Но были зовы и в последующие годы, и одно письмо от Немировича из Москвы[i], очень дружеское и подробное, о том, что именно они хотели бы ставить со мной, с тронувшими меня его словами, что в театре меня не перестают ценить и помнят, но по разным причинам я отказался…
В 1929 г. было 25‑летие смерти Антона Павловича Чехова, и в Баденвейлер, где он умер в 1904 г., приехали многие из М[осковского] Х[удожественного] театра. Приехал и я, чтобы повидать старых друзей после долгой разлуки, и был счастлив снова обнять Станиславского, увидеть его жену и детей и О. Л. Книппер (другие тогда уже уехали) и наговориться с ними.
Он тогда очень постарел, его черные брови поседели, и это очень меняло его. Я сделал тогда с большой любовью его карандашный портрет[ii]. Нарисовал и белую гостиницу, где скончался А. П. Чехов, и вид, на который он смотрел из своего окна перед смертью.

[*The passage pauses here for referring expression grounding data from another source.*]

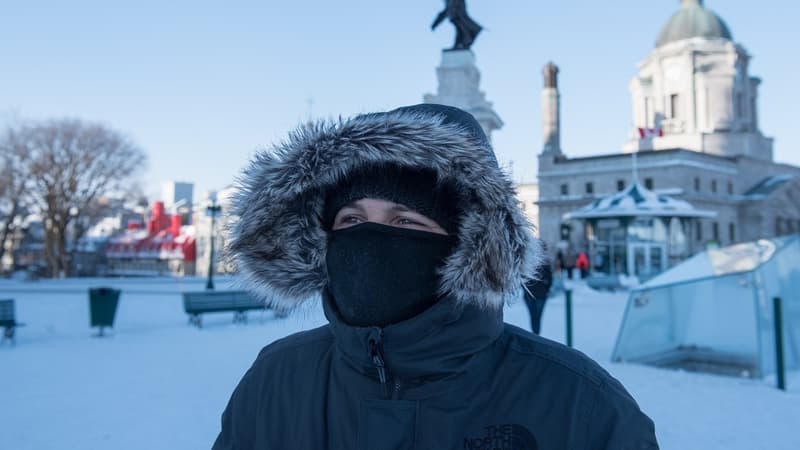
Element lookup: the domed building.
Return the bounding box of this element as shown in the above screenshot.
[537,0,800,279]
[623,0,772,159]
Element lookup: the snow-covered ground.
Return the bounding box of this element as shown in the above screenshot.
[1,277,798,449]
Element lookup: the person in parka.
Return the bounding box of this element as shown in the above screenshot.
[214,104,659,450]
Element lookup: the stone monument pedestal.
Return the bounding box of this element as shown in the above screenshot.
[424,50,503,141]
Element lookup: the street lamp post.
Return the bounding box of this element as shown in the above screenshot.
[205,194,222,290]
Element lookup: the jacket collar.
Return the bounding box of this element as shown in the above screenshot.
[323,289,504,382]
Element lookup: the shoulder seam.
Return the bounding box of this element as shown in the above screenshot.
[258,327,333,359]
[508,337,604,387]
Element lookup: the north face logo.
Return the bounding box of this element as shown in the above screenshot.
[463,424,538,450]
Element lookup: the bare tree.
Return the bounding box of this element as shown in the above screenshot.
[0,127,32,268]
[22,119,147,277]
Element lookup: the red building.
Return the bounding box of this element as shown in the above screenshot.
[105,202,196,276]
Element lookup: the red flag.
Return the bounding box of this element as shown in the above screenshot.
[638,127,663,139]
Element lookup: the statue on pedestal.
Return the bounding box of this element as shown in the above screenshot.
[431,0,482,50]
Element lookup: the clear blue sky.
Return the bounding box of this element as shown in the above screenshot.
[2,1,798,201]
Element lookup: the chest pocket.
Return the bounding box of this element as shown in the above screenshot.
[358,399,418,450]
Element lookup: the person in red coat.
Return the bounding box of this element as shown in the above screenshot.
[576,251,590,279]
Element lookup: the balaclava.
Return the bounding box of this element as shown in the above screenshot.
[324,164,462,327]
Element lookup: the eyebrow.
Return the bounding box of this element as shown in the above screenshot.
[390,204,412,213]
[338,201,414,214]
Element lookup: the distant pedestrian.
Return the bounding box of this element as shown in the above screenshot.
[523,259,553,335]
[576,251,590,279]
[563,247,577,279]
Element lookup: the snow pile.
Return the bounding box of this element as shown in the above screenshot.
[1,277,798,449]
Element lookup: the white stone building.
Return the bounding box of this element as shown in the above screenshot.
[537,0,800,278]
[516,183,540,236]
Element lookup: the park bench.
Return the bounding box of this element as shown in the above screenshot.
[182,290,278,328]
[0,299,24,345]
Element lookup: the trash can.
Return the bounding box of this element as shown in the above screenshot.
[89,287,120,336]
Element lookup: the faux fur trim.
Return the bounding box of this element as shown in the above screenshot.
[228,108,541,310]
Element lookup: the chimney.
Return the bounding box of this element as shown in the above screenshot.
[541,62,562,155]
[171,214,182,237]
[148,201,170,235]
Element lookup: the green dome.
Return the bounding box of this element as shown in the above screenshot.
[656,0,732,47]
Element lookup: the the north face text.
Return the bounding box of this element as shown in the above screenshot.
[463,424,538,450]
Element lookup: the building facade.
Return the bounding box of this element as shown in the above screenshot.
[537,0,800,276]
[516,182,540,236]
[162,181,194,225]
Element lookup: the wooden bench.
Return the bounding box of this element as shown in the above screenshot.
[182,291,276,328]
[0,299,24,345]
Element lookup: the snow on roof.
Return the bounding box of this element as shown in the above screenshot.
[21,214,42,227]
[638,235,798,289]
[742,174,795,200]
[564,181,716,220]
[85,217,122,238]
[109,229,150,243]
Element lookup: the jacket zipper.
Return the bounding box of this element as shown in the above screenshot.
[368,328,405,400]
[368,334,390,398]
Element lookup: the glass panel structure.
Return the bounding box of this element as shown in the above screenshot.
[612,235,800,378]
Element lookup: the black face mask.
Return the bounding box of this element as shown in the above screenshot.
[325,222,457,328]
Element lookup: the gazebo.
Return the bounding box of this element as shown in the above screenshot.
[564,181,716,280]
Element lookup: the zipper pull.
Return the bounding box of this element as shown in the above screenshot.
[368,337,389,398]
[392,381,402,400]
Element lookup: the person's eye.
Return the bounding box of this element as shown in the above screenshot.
[338,215,366,225]
[396,217,423,226]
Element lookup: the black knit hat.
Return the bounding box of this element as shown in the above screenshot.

Эти рисунки я послал в подарок театру[iii].
Года за два до смерти Константина Сергеевича я получил от него из Франции длинное необыкновенно сердечное письмо[iv]. Он писал: «Я долго не мог начать писать. Писал “на Вы”, и у меня не выходило. Я не помню, пили ли мы на брудершафт, но только “на ты” и могу».

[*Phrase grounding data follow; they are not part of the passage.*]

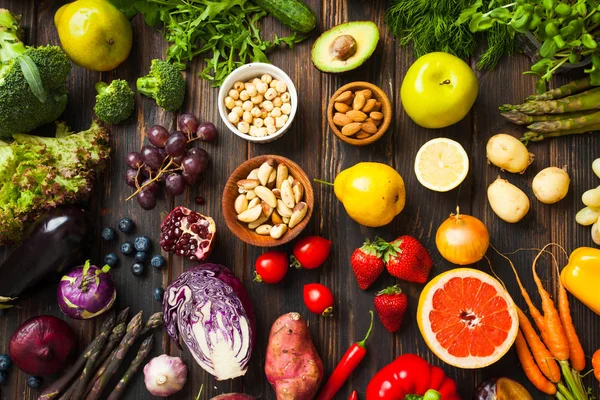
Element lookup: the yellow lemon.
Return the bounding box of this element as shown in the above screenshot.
[55,0,132,71]
[333,162,405,227]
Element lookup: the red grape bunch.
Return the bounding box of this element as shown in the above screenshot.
[125,113,218,210]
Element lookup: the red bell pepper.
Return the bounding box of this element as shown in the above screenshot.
[349,390,358,400]
[366,354,460,400]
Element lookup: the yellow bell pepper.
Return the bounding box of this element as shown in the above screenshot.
[561,247,600,315]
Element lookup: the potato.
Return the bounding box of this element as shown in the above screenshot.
[265,312,323,400]
[487,177,530,223]
[532,167,570,204]
[486,134,534,173]
[576,207,600,226]
[593,158,600,179]
[211,395,255,400]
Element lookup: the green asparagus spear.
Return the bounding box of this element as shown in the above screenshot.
[527,110,600,133]
[527,77,593,101]
[105,336,154,400]
[37,315,116,400]
[84,311,143,400]
[499,87,600,115]
[501,110,597,125]
[521,123,600,145]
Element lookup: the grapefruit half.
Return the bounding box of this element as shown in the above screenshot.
[417,268,518,369]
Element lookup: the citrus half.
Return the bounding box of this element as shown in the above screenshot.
[414,138,469,192]
[417,268,518,369]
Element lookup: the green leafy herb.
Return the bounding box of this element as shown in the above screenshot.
[385,0,516,70]
[111,0,305,87]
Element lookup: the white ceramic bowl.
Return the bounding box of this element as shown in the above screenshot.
[218,63,298,144]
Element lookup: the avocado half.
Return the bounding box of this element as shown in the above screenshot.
[311,21,379,73]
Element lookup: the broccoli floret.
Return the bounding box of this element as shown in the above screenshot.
[94,80,135,124]
[136,59,185,112]
[0,9,71,140]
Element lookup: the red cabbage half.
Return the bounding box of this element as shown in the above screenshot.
[163,264,254,381]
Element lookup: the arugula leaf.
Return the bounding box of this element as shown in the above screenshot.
[124,0,306,86]
[17,55,46,103]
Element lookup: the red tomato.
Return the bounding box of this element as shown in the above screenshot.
[254,252,288,284]
[303,283,334,316]
[291,236,332,269]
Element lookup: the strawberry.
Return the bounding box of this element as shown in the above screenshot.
[350,238,387,290]
[384,235,433,283]
[374,285,407,333]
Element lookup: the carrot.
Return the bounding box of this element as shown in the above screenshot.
[593,349,600,382]
[515,329,557,395]
[531,245,569,361]
[496,249,547,333]
[516,307,560,382]
[554,254,586,372]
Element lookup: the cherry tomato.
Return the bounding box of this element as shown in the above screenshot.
[254,252,288,284]
[291,236,332,269]
[303,283,334,316]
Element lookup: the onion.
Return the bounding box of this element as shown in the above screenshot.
[57,260,116,320]
[436,207,490,265]
[9,315,77,375]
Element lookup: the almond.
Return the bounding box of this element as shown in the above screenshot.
[362,98,377,113]
[333,112,353,127]
[335,90,353,103]
[352,92,366,110]
[334,102,351,113]
[373,101,381,111]
[356,131,371,139]
[370,111,384,121]
[346,110,367,122]
[361,121,378,134]
[360,89,373,100]
[341,122,362,136]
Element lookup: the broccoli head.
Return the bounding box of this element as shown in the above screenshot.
[94,79,135,124]
[0,9,71,140]
[136,59,185,112]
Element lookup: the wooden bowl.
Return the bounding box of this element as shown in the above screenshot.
[327,81,392,146]
[222,155,314,247]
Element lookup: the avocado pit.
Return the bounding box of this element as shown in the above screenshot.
[329,34,357,61]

В 1937 г. в Париже я видел три спектакля МХТ: «Враги», «Любовь Яровая» и «Анна Каренина», встретился с Немировичем, с Васей Качаловым, с которым так сблизился за последние годы в Москве, с Книппер и другими […] Владимира Ивановича я нашел совсем таким же по внешности, как и раньше, он только совершенно весь побелел и перестал уже носить свой цилиндр. Последние слова, которые я от него услышал, были: «А когда же Вы к нам?..» […]
[i] … одно письмо от Немировича из Москвы… — Вероятно, Добужинский имеет в виду телеграмму, в которой Немирович-Данченко писал: «Жалеем, что Вы не работаете по-прежнему с нами. И для Вас бы работа огромного интереса, и мы нуждаемся в таком замечательном художнике» (17 нояб. 1933 г. — ГРБ). Добужинский не совсем точен: конкретные предложения содержались в письме не Немировича-Данченко, а Станиславского (см. примеч. 61, с. 432 [В электронной версии — 671]).

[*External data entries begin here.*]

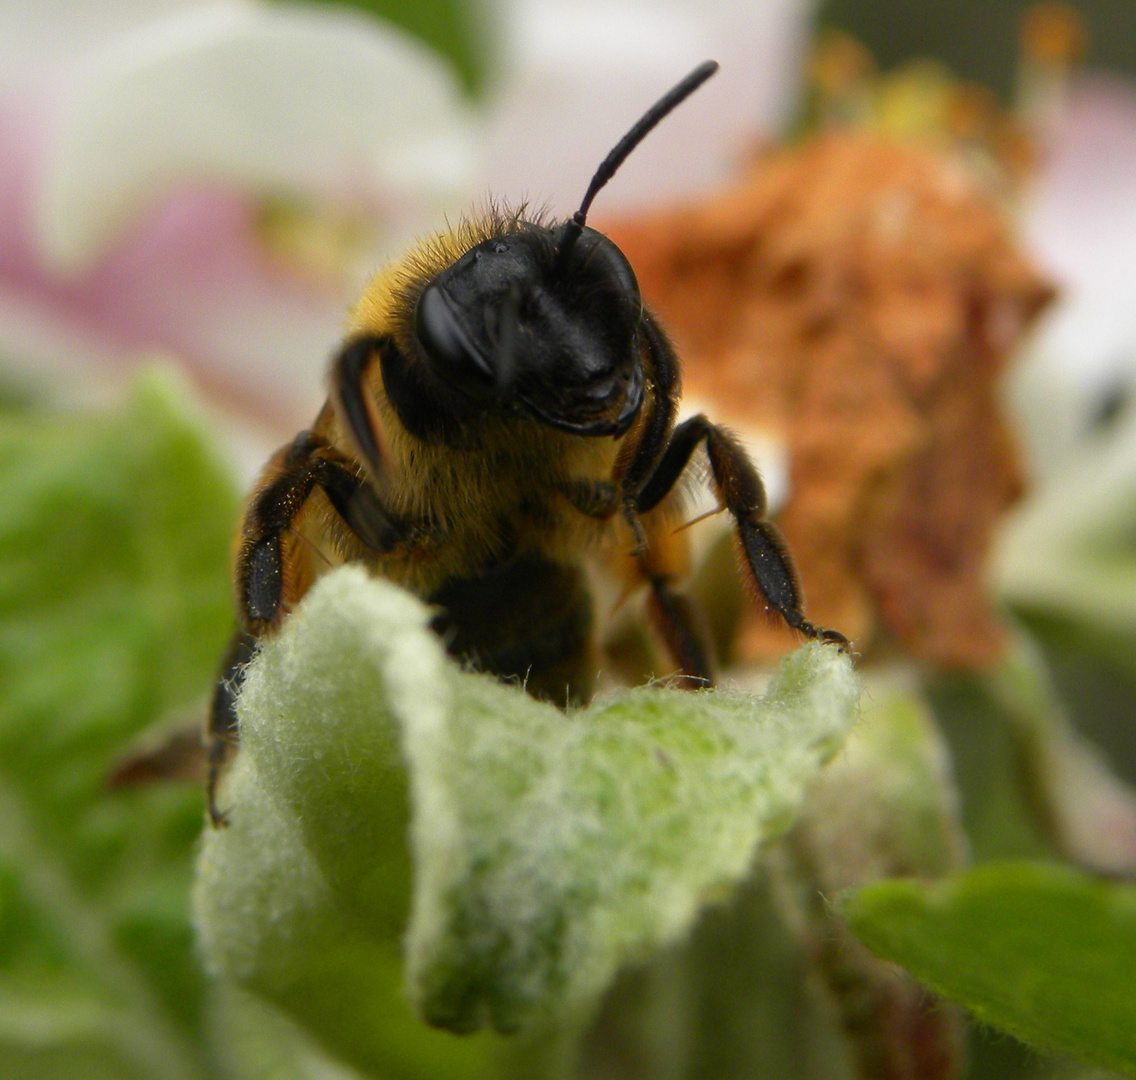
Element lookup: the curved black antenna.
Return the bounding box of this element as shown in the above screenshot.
[558,59,719,263]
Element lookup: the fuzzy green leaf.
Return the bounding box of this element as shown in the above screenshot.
[195,564,859,1064]
[570,682,970,1080]
[0,369,239,1079]
[843,862,1136,1076]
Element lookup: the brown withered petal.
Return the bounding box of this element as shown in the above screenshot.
[605,133,1055,668]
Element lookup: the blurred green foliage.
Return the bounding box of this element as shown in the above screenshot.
[0,370,237,1079]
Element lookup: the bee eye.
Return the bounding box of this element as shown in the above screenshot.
[494,242,509,254]
[585,231,641,308]
[415,281,495,392]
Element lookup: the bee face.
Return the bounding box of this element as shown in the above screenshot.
[414,224,645,436]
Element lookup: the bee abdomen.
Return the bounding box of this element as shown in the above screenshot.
[429,557,594,705]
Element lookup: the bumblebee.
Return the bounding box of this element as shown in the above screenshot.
[207,61,848,824]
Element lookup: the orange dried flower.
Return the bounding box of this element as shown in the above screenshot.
[605,133,1054,668]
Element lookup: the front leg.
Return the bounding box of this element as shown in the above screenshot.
[209,429,416,826]
[234,431,409,630]
[637,415,850,650]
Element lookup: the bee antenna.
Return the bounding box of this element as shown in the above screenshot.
[558,59,719,264]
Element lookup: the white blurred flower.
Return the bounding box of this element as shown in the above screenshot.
[0,0,823,461]
[480,0,818,218]
[0,0,477,440]
[999,74,1136,650]
[37,2,477,275]
[1012,74,1136,478]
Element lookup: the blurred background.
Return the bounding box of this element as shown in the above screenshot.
[1,0,1128,443]
[3,0,1136,472]
[1,1,1135,1079]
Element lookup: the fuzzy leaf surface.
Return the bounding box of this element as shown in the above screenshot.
[196,565,860,1063]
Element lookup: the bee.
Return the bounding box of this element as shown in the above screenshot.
[207,60,848,825]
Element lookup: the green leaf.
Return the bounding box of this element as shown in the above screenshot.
[195,565,859,1068]
[983,630,1136,876]
[0,368,239,1079]
[514,686,970,1080]
[769,684,968,1079]
[843,861,1136,1077]
[204,981,376,1080]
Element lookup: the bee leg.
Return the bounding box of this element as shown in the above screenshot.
[206,630,257,827]
[646,577,715,689]
[332,333,468,458]
[628,489,717,687]
[329,335,395,479]
[213,434,410,827]
[237,431,407,630]
[560,474,715,686]
[619,314,681,499]
[635,414,850,650]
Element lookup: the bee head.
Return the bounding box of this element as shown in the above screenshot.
[414,221,645,435]
[413,59,718,438]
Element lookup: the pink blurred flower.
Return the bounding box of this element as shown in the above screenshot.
[1013,73,1136,474]
[0,1,477,446]
[480,0,819,218]
[999,74,1136,648]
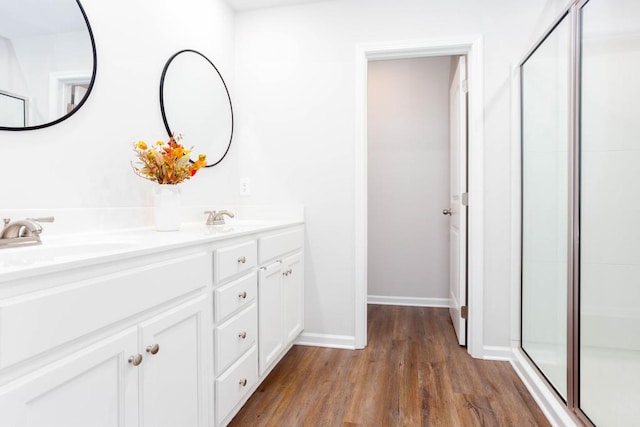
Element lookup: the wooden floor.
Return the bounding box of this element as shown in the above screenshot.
[229,305,549,426]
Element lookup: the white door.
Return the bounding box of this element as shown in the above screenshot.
[139,296,208,427]
[0,328,139,427]
[447,55,468,346]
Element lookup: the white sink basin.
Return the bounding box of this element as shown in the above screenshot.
[0,240,139,268]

[ii] Я сделал тогда с большой любовью его карандашный портрет. — Портрет Станиславского хранится в С. н., Париж. О нем см.: Чугунов Г. Неизвестные портреты Добужинского. — Театр, 1967, № 1, с. 122 – 124.
[iii] Эти рисунки я послал в подарок театру. — Местонахождение этих рисунков неизвестно.
[iv] … Я получил… необыкновенно сердечное письмо. — Вот выдержка из этого письма: «Только что написал Вам письмо на “ты”, уверенный, что мы пили брудершафт. Перед отсылкой еще раз перечитал Ваше [переправлено на “твое”. — Г. Ч.] письмо и вижу, что оно на Вы. Сейчас я совсем уже спутался: на “вы” мы с Вами или на “ты”. Раз, что Вы пишете на Вы, и я должен писать так же. Но, полагаю, это недоразумение. Об этом свидетельствует мне сердце и руки, которые помимо воли стремятся к дружескому обращению» (Б/д, май 1934 г., Музей театра и музыки Литовской ССР, Вильнюс).